A good magician practices the art of indirection: calling attention to the right hand while the left hand does all the work.
Today the Press has gone after Karl Rove on full attack mode. The accusation: background information reportedly given by Karl Rove leaked the specifics of Valerie Plame's identity to the press, as done in a New York Times news article: A Mystery That They Could Solve Today.
The most amazing part about this is the indirection. In the right hand, innuendo which is designed to take Karl Rove down by insinuating that he leaked information which--had Karl Rove really done it, and had that information--which the press knew because it was leaked to the press been given up to the public, could have taken Karl Rove down last year during the election, and made the difference between Bush and Kerry winning the election.

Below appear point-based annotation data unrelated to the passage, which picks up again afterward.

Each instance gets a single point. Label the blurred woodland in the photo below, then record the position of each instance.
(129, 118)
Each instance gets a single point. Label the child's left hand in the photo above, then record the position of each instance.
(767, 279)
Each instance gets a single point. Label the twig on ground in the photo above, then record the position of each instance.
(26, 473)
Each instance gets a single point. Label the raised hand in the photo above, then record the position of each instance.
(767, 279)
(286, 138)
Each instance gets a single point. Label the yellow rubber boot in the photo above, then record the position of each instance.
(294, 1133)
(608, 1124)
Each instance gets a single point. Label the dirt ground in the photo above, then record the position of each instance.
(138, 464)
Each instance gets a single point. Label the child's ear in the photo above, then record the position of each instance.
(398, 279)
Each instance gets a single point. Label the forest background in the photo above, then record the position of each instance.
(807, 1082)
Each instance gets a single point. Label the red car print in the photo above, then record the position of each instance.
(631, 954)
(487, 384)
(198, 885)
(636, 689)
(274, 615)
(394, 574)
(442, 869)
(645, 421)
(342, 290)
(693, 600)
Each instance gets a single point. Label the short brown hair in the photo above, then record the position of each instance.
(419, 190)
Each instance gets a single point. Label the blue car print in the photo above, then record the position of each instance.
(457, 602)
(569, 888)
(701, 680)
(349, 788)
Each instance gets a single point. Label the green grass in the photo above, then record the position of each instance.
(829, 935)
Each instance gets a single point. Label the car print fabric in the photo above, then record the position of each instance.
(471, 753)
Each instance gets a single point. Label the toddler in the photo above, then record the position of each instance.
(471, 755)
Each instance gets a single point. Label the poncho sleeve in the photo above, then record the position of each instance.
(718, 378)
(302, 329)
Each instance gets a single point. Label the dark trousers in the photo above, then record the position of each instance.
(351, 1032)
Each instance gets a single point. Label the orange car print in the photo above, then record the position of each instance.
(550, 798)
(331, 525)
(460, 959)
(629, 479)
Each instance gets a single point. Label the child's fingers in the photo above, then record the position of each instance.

With all due respect, the right hand is weak, because we are now to believe that the Press withheld information--deliberately keeping the President in office--but now (for whatever reason of timing) it's time to go on the attack to take the President's right hand man down?
But what is most amazing is that in all the heat, in all the distraction, no-one is looking in the left hand. And in the left hand?
It takes two to leak information to the public. It takes the government source and it takes the reporter who reported the secret.
And while we don't know for certain who the government source was, we know it was Robert Novak who reported the secret.
From the New York Times article:
Under some circumstances, it can be against the law to disclose the identity of a covert C.I.A. operative. So, why hasn't Mr. Wilson, Valerie Plame's husband, called for Robert Novak to be "frog-marched" out of the offices of the Chicago Sun-Times? And why does the New York Times spend 2,000 words trying to impune Karl Rove's integrity when they admit it was Robert Novak's article which disclosed this potentially offending secret to the public?